Toutefois, la notion de ruralité visée par le Gouvernement paraît peu précise. À titre d'exemple, de par sa nature, le département dont je suis l'élu, la Seine-et-Marne, est un territoire hétérogène : une large zone ouest de densité moyenne aux fonctions métropolitaines avérées – pôle de Roissy, villes nouvelles de Marne-la-Vallée et de Sénart, ville-préfecture de Melun et son agglomération – y côtoie des territoires à l'est dont la densité de population est beaucoup plus faible et où la reprise des politiques publiques conduites par les conseils généraux semble extrêmement délicate au vu des outils dont disposent les communes et les intercommunalités de faible taille.

Avec une telle mixité au sein d'un même département, comment qualifier la Seine-et-Marne ? La question se pose dans les mêmes termes pour toutes les zones périurbaines situées en périphérie des métropoles et des grandes intercommunalités.

La disparition des conseils généraux marquerait une perte de dynamique pour ces territoires. Il convient donc de trouver le bon échelon et la bonne répartition des compétences pour leur permettre de conserver une réelle dynamique de développement.

Nous savons que le Gouvernement est très attentif aux problématiques des territoires à faible densité. Nous souhaiterions par conséquent connaître ses intentions et ce qu'il envisage dans le projet de loi à venir.

- page 4789


Réponse du Secrétariat d'État, auprès du ministère de la décentralisation et de la fonction publique, chargé de la réforme territoriale publiée le 13/06/2014

Réponse apportée en séance publique le 12/06/2014

M. André Vallini,secrétaire d'État. Vous savez de quoi vous parlez, monsieur le sénateur, puisque vous présidez avec beaucoup d'efficacité et d'investissement personnel le conseil général de Seine-et-Marne. Je vais reprendre, pour vous répondre, les propos que je tenais à l'instant à l'endroit de M. Pillet : comme vous le suggérez, nous devons réfléchir ensemble- Parlement, Gouvernement et élus départementaux,via, singulièrement, l'Assemblée des départements de France et son président, Claudy Lebreton - à l'avenir de l'échelon départemental, en faisant preuve d'esprit de responsabilité, d'intelligence collective et de sens des réalités.

La plupart des grands pays européens ont mené une réforme pour réduire le nombre d'échelons de leur organisation territoriale. La France est le dernier pays à connaître autant d'échelons : les communes, les syndicats de communes, les syndicats de pays, les départements et les régions.

Le bloc communal, par exemple, est constitué, en plus des communes, des syndicats intercommunaux et des syndicats de pays. Pour ne vous donner que quelques chiffres, monsieur le sénateur, je vous indique qu'il existe encore 13 400 syndicats intercommunaux, notamment les syndicats intercommunaux à vocations multiples, les SIVOM, et les syndicats intercommunaux à vocation unique, les SIVU, dont 5 800 sont compris dans le périmètre d'un établissement public de coopération intercommunale. Pourquoi ne pas faire absorber ces derniers par la communauté de communes ou d'agglomération dans laquelle ils sont compris ?

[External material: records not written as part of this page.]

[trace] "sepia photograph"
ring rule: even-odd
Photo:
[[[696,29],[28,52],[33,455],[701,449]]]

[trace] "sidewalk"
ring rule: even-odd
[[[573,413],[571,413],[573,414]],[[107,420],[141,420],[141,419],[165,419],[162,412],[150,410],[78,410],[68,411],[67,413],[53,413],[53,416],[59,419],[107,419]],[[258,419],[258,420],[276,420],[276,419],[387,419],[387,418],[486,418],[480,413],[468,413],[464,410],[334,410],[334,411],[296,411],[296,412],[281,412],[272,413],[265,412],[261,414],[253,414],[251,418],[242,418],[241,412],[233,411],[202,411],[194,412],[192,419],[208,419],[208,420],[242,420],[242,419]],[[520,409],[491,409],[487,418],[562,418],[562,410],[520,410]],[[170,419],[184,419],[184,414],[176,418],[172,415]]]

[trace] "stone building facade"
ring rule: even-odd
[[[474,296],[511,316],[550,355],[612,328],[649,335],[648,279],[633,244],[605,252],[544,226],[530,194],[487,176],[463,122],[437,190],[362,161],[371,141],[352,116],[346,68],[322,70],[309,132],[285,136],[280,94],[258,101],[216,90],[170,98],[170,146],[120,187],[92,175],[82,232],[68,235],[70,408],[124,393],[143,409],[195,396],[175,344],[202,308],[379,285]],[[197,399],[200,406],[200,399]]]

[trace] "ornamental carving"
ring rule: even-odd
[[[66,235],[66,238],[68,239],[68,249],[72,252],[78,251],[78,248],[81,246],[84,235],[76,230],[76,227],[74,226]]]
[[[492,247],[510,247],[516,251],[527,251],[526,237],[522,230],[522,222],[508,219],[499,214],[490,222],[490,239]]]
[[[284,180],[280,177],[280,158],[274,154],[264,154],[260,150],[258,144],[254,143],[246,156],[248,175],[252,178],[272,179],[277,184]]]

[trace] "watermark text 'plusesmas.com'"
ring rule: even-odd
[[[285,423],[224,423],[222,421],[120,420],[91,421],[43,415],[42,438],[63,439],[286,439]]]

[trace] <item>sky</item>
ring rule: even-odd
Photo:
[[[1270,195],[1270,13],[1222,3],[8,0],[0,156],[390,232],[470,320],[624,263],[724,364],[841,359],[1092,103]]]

Il faut simplifier, rationaliser ce paysage administratif territorial ; il faut faire monter en puissance les intercommunalités- le processus est en marche -, agrandir les régions et, comme vous le signalez, trouver le bon réglage, le bon niveau, en matière de politique de solidarité, particulièrement en direction des personnes les plus fragiles, actuellement menée par les conseils généraux. Sera-ce la mission des communautés de communes agrandies, ou bien, sans doute, des métropoles et des communautés d'agglomération ?

Vous avez raison de le souligner, le problème se pose dans les zones de certains départements qui ne sont ni tout à fait urbaines ni tout à fait rurales. Il en existe dans mon département : en s'éloignant d'une cinquantaine de kilomètres de l'agglomération grenobloise, et avant d'arriver dans la montagne, très isolée et reculée, on trouve ces zones intermédiaires.

Nous avons quatre ans pour trouver le meilleur échelon, à même de faire jouer la solidarité entre les territoires favorisés et ceux qui le sont moins, parmi lesquels figurent notamment ceux auxquels vous avez fait allusion, monsieur le sénateur, et qui suscitent votre souci tout à fait légitime.

M. le président. La parole est à M. Vincent Eblé, pour la réplique.

M. Vincent Eblé. Je vous remercie, monsieur le secrétaire d'État, de nous avoir indiqué en particulier que vous souhaitez que ce sujet fasse l'objet d'une élaboration collective. Nous y sommes prêts, évidemment, et je dirai même que nous en avons l'appétit.

À mon sens, il ne peut y avoir une seule solution. Il faudra que la future loi prévoie une forme de souplesse, qui permette une adaptation en fonction de la réalité territoriale. En effet, la France est composée de territoires extrêmement divers, et il sera nécessaire de trouver des solutions adaptées à la réalité particulière de chacun d'eux.

En tant que président d'un département de la grande couronne francilienne, je vis cette différence des territoires au quotidien. La réforme qui s'engage devra répondre à cette réalité particulière. J'y serai, en tous les cas, très vigilant.